Biodiversity loss decreases ecosystem functioning at the local scales at which species interact, but it remains unclear how biodiversity loss affects ecosystem functioning at the larger scales of space and time that are most relevant to biodiversity conservation and policy. Theory predicts that additional insurance effects of biodiversity on ecosystem functioning could emerge across time and space if species respond asynchronously to environmental variation and if species become increasingly dominant when and where they are most productive. Even if only a few dominant species maintain ecosystem functioning within a particular time and place, ecosystem functioning may be enhanced by many different species across many times and places (β-diversity). Here, we develop and apply a new approach to estimate these previously unquantified insurance effects of biodiversity on ecosystem functioning that arise due to species turnover across times and places. In a long-term (18-year) grassland plant diversity experiment, we find that total insurance effects are positive in sign and substantial in magnitude, amounting to 19% of the net biodiversity effect, mostly due to temporal insurance effects. Species loss can therefore reduce ecosystem functioning both locally and by eliminating species that would otherwise enhance ecosystem functioning across temporally fluctuating and spatially heterogeneous environments.

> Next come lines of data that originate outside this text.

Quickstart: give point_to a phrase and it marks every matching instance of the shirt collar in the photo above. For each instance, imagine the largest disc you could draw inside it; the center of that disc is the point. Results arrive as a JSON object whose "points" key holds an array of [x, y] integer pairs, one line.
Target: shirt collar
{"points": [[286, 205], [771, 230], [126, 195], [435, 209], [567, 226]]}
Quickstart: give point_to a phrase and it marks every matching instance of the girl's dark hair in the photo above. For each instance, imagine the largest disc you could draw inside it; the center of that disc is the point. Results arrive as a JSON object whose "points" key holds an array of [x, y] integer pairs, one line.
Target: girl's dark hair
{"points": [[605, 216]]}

Keywords: Biodiversity; complementarity effect; ecosystem functioning; insurance effect; overyielding; selection effect.

Figure 1

The net biodiversity effect can be partitioned into component types of biodiversity effects on ecosystem functioning. The sum of all biodiversity effects shown in each row equals the net biodiversity effect (see Boxes 2 and 3 for corresponding equations).

Figure 2

Visual representation of the six contrasting types of biodiversity effects on ecosystem functioning. Larger circles indicate greater yields. Blue and grey colours correspond to two different species. Within each case, two different times (columns) are shown for each of two different places (rows). In case 1, the effect of biodiversity on ecosystem functioning depends on only one species that is highly productive in monoculture at all times and places. In cases 2–4, the effect of biodiversity on ecosystem functioning depends on different species at different times and places, due to temporal and spatial insurance effects. In cases 5 and 6, the effect of biodiversity on ecosystem functioning depends on both species at each and every time and place, due to complementarity effects. See Table 2 for the values associated with each case.

Figure 3

Variation over time in monoculture yields (top) and mixture relative biomasses (bottom) for ambient (left) and enriched (right) rates of N supply for the BioCON experiment. Different species become highly productive in monoculture during different years and under different rates of N supply. The rank order of species’ mixture relative biomasses also changes substantially over time and between N treatments. Without these changes in the identities of highly productive and dominant species over time and between environmental conditions, there could be no covariance between them and thus no insurance effects of biodiversity on ecosystem productivity. Line colours correspond to plant functional groups: reds = C₃ grasses, browns = C₄ grasses, greens = non-N-fixing forbs, blues = N-fixing forbs.

Figure 4

Covariation between monoculture yields and mixture relative biomasses over time (left) and between ambient and enriched rates of N supply (right) for the BioCON experiment. Positive sloping lines indicate that species increasingly dominated mixtures during the years (left) or under the rates of N supply (right) in which they were most productive in monoculture. These positive covariances partly explain why increasing plant species richness increases ecosystem productivity across multiple years and environmental conditions (i.e. N supply rates). Symbol and line colours correspond to plant functional groups: reds = C₃ grasses, browns = C₄ grasses, greens = non-N-fixing forbs, blues = N-fixing forbs.

Figure 5

Magnitudes of local and larger scale biodiversity effects on ecosystem functioning for the BioCON experiment. (a) Complementarity effects were much larger than selection effects, regardless of whether they were quantified at local or larger scales. (b) The positive net biodiversity effect was due primarily to a positive total complementarity effect and secondarily to a positive total insurance effect, both of which were counter-balanced by a negative non-random overyielding effect. (c) Total insurance effects were mostly explained by temporal insurance effects.